Die Euphorie ist verflogen
Auch Jörg Kemper, Wirt vom „Wenkers am Markt“ in Dortmund, kennt die Diskussion. Er hat sich entschieden, die Sache demokratisch anzugehen. „Wenn bei Deutschland-Spielen die Mehrheit der Gäste dafür ist, mache ich die Fernseher an, sonst bleiben sie aus.“
Aber Boykottaufrufe sind längst nicht das einzige Problem der Gastronomen und Veranstalter. „Die große Zeit der Public Viewings ist lange vorbei“, weiß Bickelbacher. Erst recht, wenn es draußen stürmt und friert und vor allem, wenn die Nationalmannschaft spielt. „Nur für das Spiel der Deutschen gegen Spanien laufen die Reservierungen bereits gut“, sagt Bickelbacher. „Die Euphorie ist spätestens seit der WM 2018 verflogen, bestätigt sein Gelsenkirchener Kollege.
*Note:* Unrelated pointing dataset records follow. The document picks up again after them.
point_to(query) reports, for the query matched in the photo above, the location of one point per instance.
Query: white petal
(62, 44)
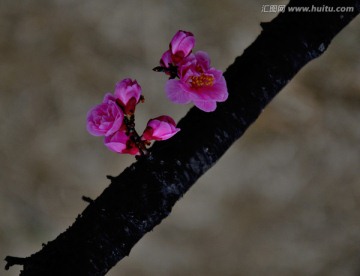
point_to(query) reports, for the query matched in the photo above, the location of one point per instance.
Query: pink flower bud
(160, 128)
(120, 142)
(182, 44)
(127, 94)
(105, 118)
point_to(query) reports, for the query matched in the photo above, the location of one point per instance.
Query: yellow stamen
(202, 80)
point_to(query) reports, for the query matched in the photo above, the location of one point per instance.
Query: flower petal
(176, 92)
(206, 106)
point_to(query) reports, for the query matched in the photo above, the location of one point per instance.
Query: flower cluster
(191, 78)
(115, 120)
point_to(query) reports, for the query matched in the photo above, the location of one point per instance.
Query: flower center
(202, 80)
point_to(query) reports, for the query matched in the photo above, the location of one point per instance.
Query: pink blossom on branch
(198, 83)
(160, 128)
(105, 118)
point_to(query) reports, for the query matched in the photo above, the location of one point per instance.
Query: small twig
(87, 199)
(14, 261)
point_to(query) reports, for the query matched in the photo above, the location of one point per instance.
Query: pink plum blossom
(105, 118)
(127, 94)
(160, 128)
(121, 142)
(198, 83)
(180, 47)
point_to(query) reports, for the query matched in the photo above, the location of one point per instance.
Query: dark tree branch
(143, 195)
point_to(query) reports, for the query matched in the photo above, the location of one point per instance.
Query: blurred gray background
(284, 200)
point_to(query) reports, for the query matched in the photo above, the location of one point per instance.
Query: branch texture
(143, 195)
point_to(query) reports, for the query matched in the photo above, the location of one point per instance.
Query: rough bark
(143, 195)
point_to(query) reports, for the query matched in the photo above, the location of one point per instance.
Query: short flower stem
(129, 121)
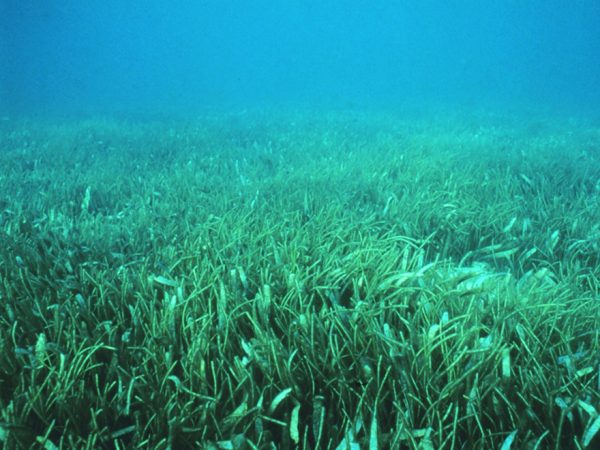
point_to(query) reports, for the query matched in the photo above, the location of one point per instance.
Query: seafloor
(315, 280)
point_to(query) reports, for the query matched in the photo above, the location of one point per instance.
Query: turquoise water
(177, 58)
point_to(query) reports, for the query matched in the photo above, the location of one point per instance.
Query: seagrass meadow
(311, 281)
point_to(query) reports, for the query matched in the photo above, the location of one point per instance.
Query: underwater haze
(72, 57)
(300, 224)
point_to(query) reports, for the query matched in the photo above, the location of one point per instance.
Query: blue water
(181, 57)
Kaum Aktionsartikel im Lebensmittelhandel
Fußballfieber? Die meisten Deutschen haben bisher nicht einmal erhöhte Temperatur. Dementsprechend zurückhaltend reagieren auch Handel und Hersteller. WM-Sondereditionen bei Chips oder Schokolade etwa gibt es 2022 so gut wie gar nicht. Und zu sehen sind sie in vielen Läden erst, wenn man danach sucht. Denn die meisten Sonderverkaufsflächen sind derzeit durch Lebkuchen, Spekulatius & Co blockiert. „In Sachen Aktionsaufbauten steht aktuell das Thema Weihnachten im Fokus“, sagt Simone Erkens, Sprecherin von Edeka Rhein Ruhr.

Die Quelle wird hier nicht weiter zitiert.